The classic remedy in cases of theft is to return the property to its original owner. This has the two-fold outcome of preventing the asset's use by the thief and restoring exclusive use to the rightful owner. An automobile, for example, can be driven by only one person at a time. Nor must the asset always be in a tangible form for the restoration towork. Restoring cash, even in a digitized form, prevents a competitor from using the asset.
In the case of productive business assets, denying the use of the asset by a competitor may be as important as the return of the asset itself. The concept, in fact, really has no application outside intangible assets. A competitor, for example, could not simultaneously return and continue to use stolen machinery. However, since copies of IC are often as useful as the originals, there is little benefit in simply restoring the stolen information to its original owner. Anyone with copies of the IC can still use the assets for competitive advantage.
A simple example of the use/but return problem can be seen in the theft and subsequent piracy of intellectual property such as music or movies. The pirated copies can be produced at a low cost by manufacturers with no initial investment to recoup even if the originals remain in the possession of their legal owners. Patent and copyright law offer relatively sparse protection, particularly since many nations have official or unofficial policies of using pirated IC with little or no legal protections against its unauthorized use.
A situation with even less legal recourse might result from the disclosure of unpatented research-in-progress. When a firm has patented its research, it obtains legally enforceable intellectual property rights. However, research has value long before it becomes patentable. The research itself might not be at a stage in which it was possible to claim intellectual property rights, but could still be valuable to competitors as an indication of new avenues of research. Nothing would prevent competitors from pursuing successful parallel research once they were aware of its underlying concepts.
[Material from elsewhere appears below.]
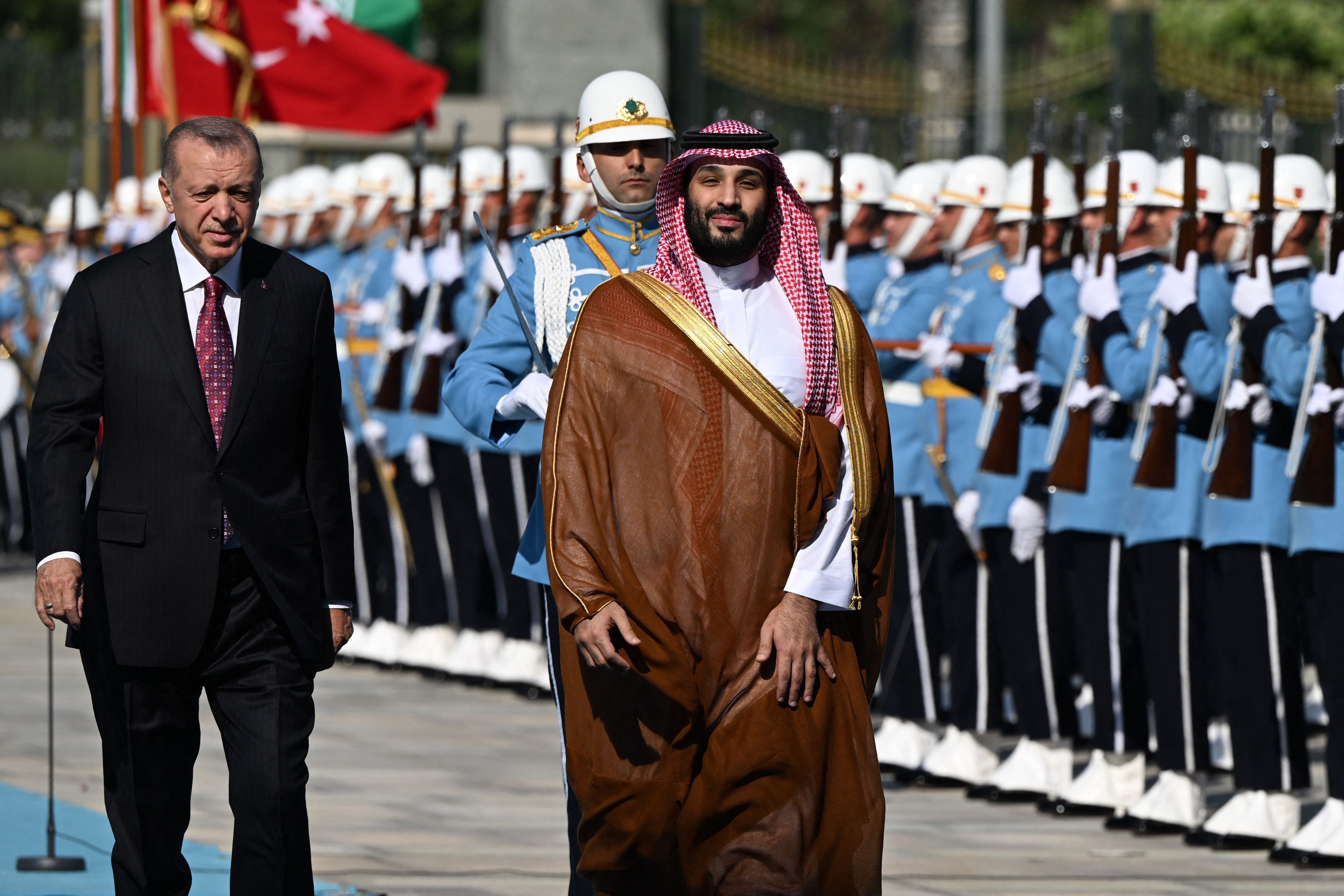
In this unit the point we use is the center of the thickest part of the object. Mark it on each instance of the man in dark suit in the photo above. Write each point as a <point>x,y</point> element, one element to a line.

The frequency and virulence of economic espionage attacks has increased markedly over the last ten years and will almost certainly continue to grow as the importance of IC grows and as criminals (both private and state-sponsored) increase in number and sophistication. As this paper as previously noted, the traditional, reactive model of law-enforcement has not proven effective in reducing the frequency of economic espionage or in mitigating the damages of such crimes. And while statutes such as the EEA have provided improved legal remedies in cases of IC theft, they are clearly insufficient to control the burgeoning industry of economic espionage. This really leaves only one venue to control the problem, prevention, but how best to implement it?
The conventional wisdom to date has been to allow firms that own IC to protect it voluntarily. Given the rising tide of identity theft and related security breaches, this has clearly been an unworkable strategy. Mandating compliance, however, is nearly as challenging since it adds an additional layer of policing. Given that the number of potential victims is even greater than the number of potential attackers, this is hardly more effective than simply increasing the number of investigators. A more effective strategy under the circumstances is to devolve both the responsibility for protecting valuable and liability for losing it on the owners.